1. When heat treating titanium medical components, should I be concerned about surface contamination?
YES! Surface contamination of titanium is typically caused by the presence of oxygen, nitrogen, and/or carbon gas while the titanium is at an elevated temperature. It’s permanent unless removed mechanically or chemically. It can lead to fracture and component failure in service if not removed.
2. Is there a heat treating temperature at which surface contamination starts to be a concern?
AMS 2801, a widely used aerospace specification for processing titanium parts, requires one surface contamination test be performed on a sample from all heat treatments hotter than 1,000°F, even in vacuum. Although this is a widely used threshold, design engineers of medical components should always carefully consider the risk of surface contamination caused by heat treating.

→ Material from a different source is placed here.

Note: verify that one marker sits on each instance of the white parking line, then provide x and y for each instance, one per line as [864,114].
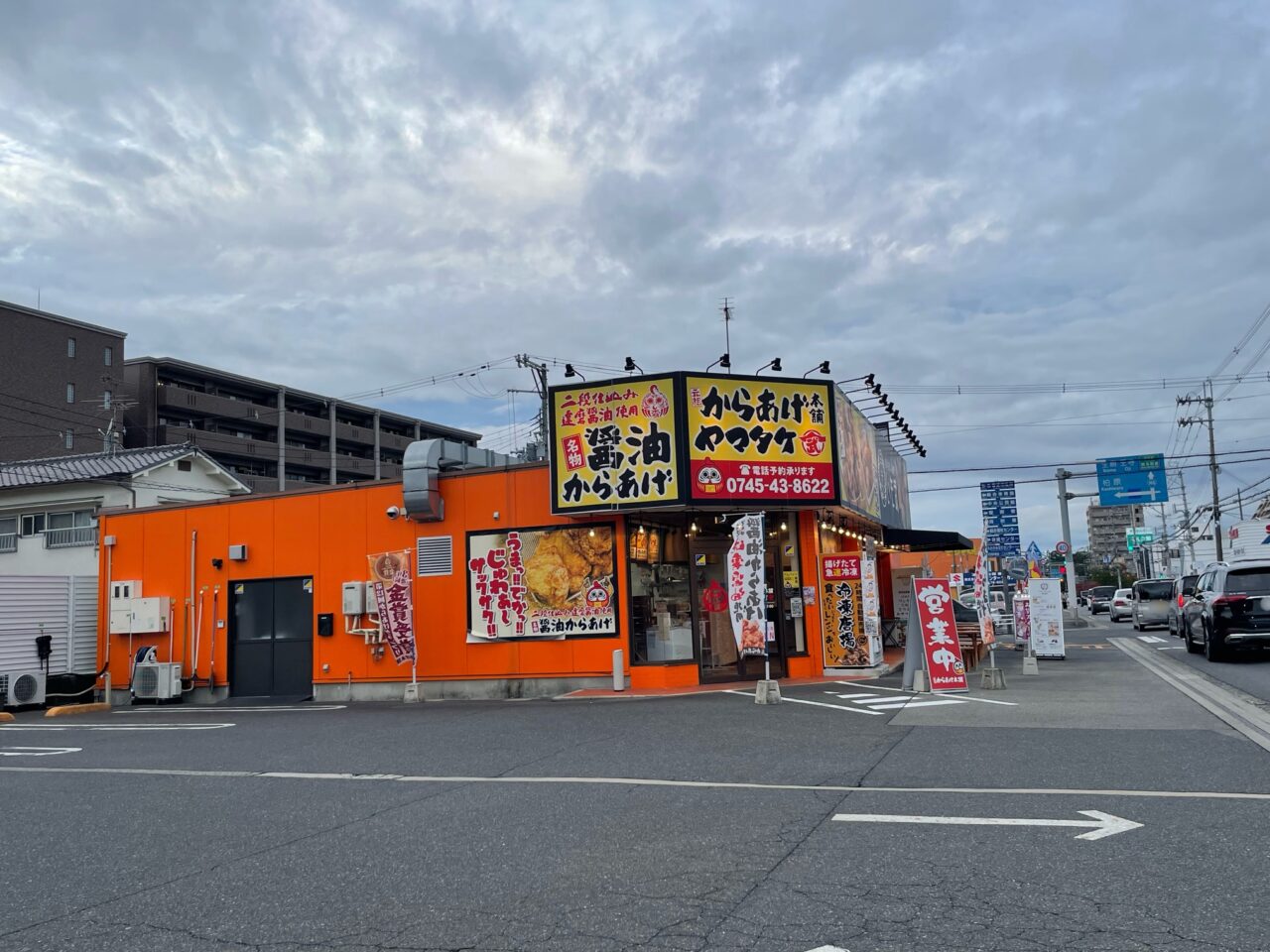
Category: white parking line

3. I have a finished titanium medical component and I need it heat treated. What do I do?
Find a heat-treat supplier that knows the risks and has the right tools for the job. Not just any vacuum furnace will be sufficient. The chosen heat-treat supplier will have an all-metal hot zone vacuum furnace capable of operating at a pressure near 1x10-6 Torr.That supplier should also have MedAccred certification for processing titanium medical components.
4. How can I test for surface contamination on my titanium medical components?
Again, find a laboratory that is accredited by MedAccred to perform the test. MedAccred approval comes only after an intense audit which tests the competency of the laboratory performing the test. Any laboratory that is MedAccred authorized (for the specific test) is your best bet.
5. I want to join titanium to 304 stainless steel and copper with a hermetic seal, can that be done?
YES! Titanium may be effectively vacuum brazed to both of those materials, and others, to produce a hermetic seal easily capable of a leak rate less than 1x10-9 standard cubic centimeters per second of helium at one atmosphere pressure differential. That leak rate would take 32 years to pass 1cm3 of helium gas. There may be size limitations for brazing based on the coefficient of thermal expansion of the materials being joined, however, effective braze joints are made on titanium medical assemblies using the vacuum brazing process.